Finally, to wrap up my Saturday coverage here's a photo of two gentlemen descended from famous Hollywood families, Ben Mankiewicz and Wyatt McCrea:

Coming soon: A look at Sunday at the festival, including the parade down Main Street, and a review of Tim Holt in THE ARIZONA RANGER (1948).


Blogger Walter S. said...

Laura, I so very much enjoyed this write-up on the LONE PINE FILM FESTIVAL. Thank you for taking me along. You made me really want to see WILD HORSE STAMPEDE(1926). BROKEN LANCE has always been a favorite of mine, since I first saw it over 50 years ago. What a successful career Robert Wagner has had, and is still having. All the way back to 1950 and still going strong today.

Keep doing what you are doing. Thank you.

5:59 AM  
Blogger Net - "It's a Wonderful Movie" said...

What a fantastic adventure, Laura! These old western type movies are so good and capturing. Thank you for sharing! :)

Blessings, Net

6:37 AM  
Blogger DKoren said...

Wow, just loving reading about this year's festival. Love the pictures, as always, and love hearing about Robert Wagner.

8:30 AM  
Blogger Laura said...

Walter, thank you so much! I really enjoyed WILD HORSE STAMPEDE, which has fantastic vistas of the Alabama Hills, so I hope you have the chance to see it before long. Thank you for the encouragement and for letting me know you enjoyed the post!

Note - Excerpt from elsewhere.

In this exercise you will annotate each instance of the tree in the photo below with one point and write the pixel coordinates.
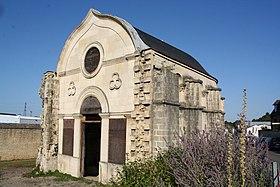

Net, thank you as well, I appreciate it! The entire weekend truly was a great adventure. I know your site will be busy with all the Christmas movies coming up on Hallmark -- thank you in advance for your coverage!

Deb, always great to hear from you! I hope you'll have the chance to get back to the 395 and attend the festival at some point, I'm certain you'd love it. It really was a marvelous chance to see Mr. Wagner in such a relatively intimate setting.